Much has also been written about sample classification using microarray data (see review [13]) but, with a few exceptions [30],[31], microarrays themselves have not been embraced as diagnostic tools. Rather, they have been used to identify smaller sets of predictive genes or pathways that might, when assessed by other technologies, aid in diagnosis or stratification of samples. A huge range of machine learning methods [11],[12] can be applied to the related classification problems. Most people intent on doing this write their own code (but see Text S1 for an alternative). We note that simpler classification tools often perform as well as, and generalize better than, more complex ones [32].

Outlook

It has been our goal in this brief review to demonstrate that it is currently feasible for researchers with no previous experience to incorporate microarray analyses in their studies. The field is now reasonably mature, with available software and tools to make data analysis manageable by nonexperts. That said, newcomers to the field should be aware that the data analysis will require a dedicated commitment of time and effort that generally substantially exceeds that of data generation. We strongly recommend that researchers do the work to familiarize themselves with the relevant analytical literature before beginning, or even designing, the experiment.

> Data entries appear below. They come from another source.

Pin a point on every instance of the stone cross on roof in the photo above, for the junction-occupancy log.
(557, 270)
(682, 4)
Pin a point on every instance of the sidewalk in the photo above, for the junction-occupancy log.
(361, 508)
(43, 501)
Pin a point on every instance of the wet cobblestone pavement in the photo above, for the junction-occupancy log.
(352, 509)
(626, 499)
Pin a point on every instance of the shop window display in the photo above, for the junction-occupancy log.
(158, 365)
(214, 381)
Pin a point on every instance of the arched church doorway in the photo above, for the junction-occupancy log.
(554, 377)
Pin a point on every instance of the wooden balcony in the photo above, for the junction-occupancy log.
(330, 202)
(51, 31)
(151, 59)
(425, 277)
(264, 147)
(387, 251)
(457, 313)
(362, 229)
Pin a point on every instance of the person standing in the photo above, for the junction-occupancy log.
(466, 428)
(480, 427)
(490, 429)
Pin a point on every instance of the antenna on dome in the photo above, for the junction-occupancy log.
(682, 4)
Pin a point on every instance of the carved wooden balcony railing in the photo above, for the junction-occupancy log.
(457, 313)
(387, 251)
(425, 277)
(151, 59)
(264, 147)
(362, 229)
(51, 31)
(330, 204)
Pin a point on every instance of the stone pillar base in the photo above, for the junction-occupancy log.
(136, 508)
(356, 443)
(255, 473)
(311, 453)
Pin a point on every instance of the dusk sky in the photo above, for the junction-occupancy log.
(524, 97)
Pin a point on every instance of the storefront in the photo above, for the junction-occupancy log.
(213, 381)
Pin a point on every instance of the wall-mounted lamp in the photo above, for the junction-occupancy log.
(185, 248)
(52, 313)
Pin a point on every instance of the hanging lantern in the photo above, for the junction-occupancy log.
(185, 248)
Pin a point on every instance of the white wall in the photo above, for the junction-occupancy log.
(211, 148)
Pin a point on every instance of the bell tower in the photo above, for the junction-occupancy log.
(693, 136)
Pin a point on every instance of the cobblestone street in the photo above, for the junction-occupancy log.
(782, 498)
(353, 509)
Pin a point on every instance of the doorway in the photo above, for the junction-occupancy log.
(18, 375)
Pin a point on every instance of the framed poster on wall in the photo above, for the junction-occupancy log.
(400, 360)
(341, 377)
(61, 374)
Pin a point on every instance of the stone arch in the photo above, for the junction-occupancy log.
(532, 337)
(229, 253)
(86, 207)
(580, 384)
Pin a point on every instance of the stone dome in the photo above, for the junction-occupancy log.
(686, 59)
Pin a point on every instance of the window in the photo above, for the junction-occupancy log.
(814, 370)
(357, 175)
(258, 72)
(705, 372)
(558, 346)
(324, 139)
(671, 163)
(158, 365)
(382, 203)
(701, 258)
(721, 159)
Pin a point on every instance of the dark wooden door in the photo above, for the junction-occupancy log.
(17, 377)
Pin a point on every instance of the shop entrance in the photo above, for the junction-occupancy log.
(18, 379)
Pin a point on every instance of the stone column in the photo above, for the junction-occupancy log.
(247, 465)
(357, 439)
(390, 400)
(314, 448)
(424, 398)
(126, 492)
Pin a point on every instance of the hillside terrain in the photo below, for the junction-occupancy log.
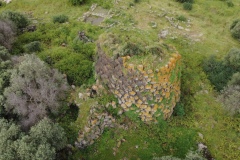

It has been speculated that microarray technology will soon be superseded by next-generation sequencing, in which the transcripts are directly sequenced by low-cost, high-throughput sequencing technologies [33]. However, currently, next-generation whole-transcriptome sequencing is still quite expensive and in its relative infancy. Its cost scales proportionally with its ability to assess low-abundance transcripts, as sufficient depth of sequencing must be performed. Further, analytic tools specific to this data source have not yet been developed for mass consumption. Recent studies have shown that the two transcriptomics technologies are expected to give very similar results [34],[35], although for rare transcripts there is considerably less correlation between the methods [35]. Thus, until sequencing-based methods have become cost-effective and easily used, microarrays will remain a desirable alternative for many practitioners. We expect that, as RNA sequencing methods mature, many microarray analysis methods will come to be viewed as general analysis tools that can be applied or modified to fit any forthcoming transcriptomics technologies [36].

Supporting Information

Figure S1.

Three common normalization methods. The left plots show pairs of distributions of microarray intensities to be normalized (right plots). A) If the distributions are of the same overall shape, they can simply be scaled to the same mean. B) Quantile normalization imposes the same distribution on all samples. C) A known quantity of RNA is spiked-in to each sample (vertical line) and is then used as a scaling factor.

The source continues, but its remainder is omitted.